Nach den Erkenntnissen von Bitdefender begann die Operation in Aserbaidschan gegen Ende Dezember und dauerte bis Ende Februar. Die dabei eingesetzten Werkzeuge zeigten Anzeichen einer Weiterentwicklung: Hinzugekommen sei ein zweistufiger Mechanismus zum Sideloading von Schadsoftware über DLLs, außerdem wurde das Fernzugriffswerkzeug Deed RAT verändert.
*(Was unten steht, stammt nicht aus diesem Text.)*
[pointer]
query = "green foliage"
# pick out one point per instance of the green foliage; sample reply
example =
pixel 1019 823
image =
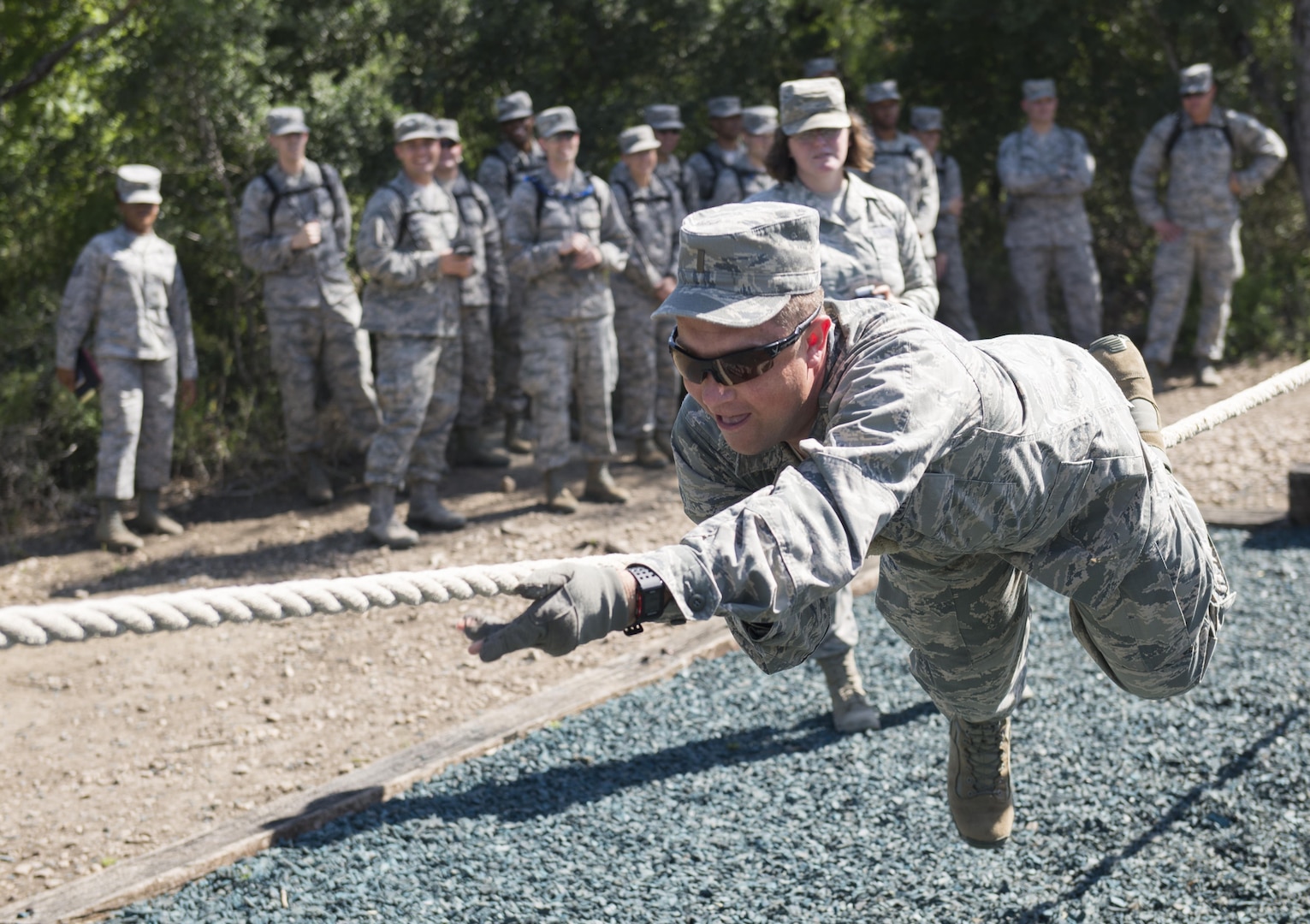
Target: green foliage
pixel 184 84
Die Anpassung beim DLL-Sideloading koppelt die Ausführung der Schadlast an einen bestimmten Ablaufpfad: Sie läuft nur, wenn die Anwendung eine erwartete Abfolge von Anweisungen durchläuft. Das erschwert laut den Forschern die Analyse und die Erkennung in einer Sandbox. „Die schädliche Bibliothek bereitet nur die Inszenierung und die Schadlast vor, führt sie aber nicht aus. Während die legitime Programmdatei ihren Ausführungsprozess durchläuft, fügen sich alle Puzzleteile zusammen, und plötzlich wird das Ganze bösartig", erklärt Zugec. Betrachte man die einzelnen Teile für sich, sei nichts zu erkennen — für sich genommen zeige keines ein schädliches Verhalten.
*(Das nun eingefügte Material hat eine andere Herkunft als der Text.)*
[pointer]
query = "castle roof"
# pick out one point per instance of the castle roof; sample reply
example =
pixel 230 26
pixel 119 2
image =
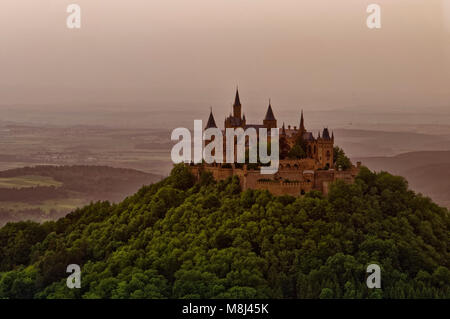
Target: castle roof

FamousSparrow wurde erstmals 2021 vom Sicherheitsunternehmen ESET dokumentiert und hat seither Hotels, Behörden und Finanzunternehmen in Nordamerika, Europa, Südamerika und im Nahen Osten attackiert. Aserbaidschan ist laut Zugec ein neues Ziel.
Ob FamousSparrow mit der als Salt Typhoon bekannten Gruppe identisch ist oder sich stark mit ihr überschneidet, lässt sich nach Einschätzung von ESET-Malware-Forscher Alexandre Côté Cyr nicht belegen. Microsoft habe den Namen Salt Typhoon geprägt, aber keine Kompromittierungsindikatoren veröffentlicht, mit denen sich klären ließe, ob es sich um dieselbe Gruppe handelt. FamousSparrow erscheine als eigenständiges Cluster mit losen Verbindungen zu anderen Gruppen wie Salt Typhoon (von vielen auch mit Earth Estries verknüpft) und GhostEmperor. Diese Verbindungen ließen sich besser durch einen gemeinsamen Dritten erklären — etwa einen „digitalen Quartiermeister" — als durch das Zusammenwerfen aller dieser unterschiedlichen Aktivitäts-Cluster.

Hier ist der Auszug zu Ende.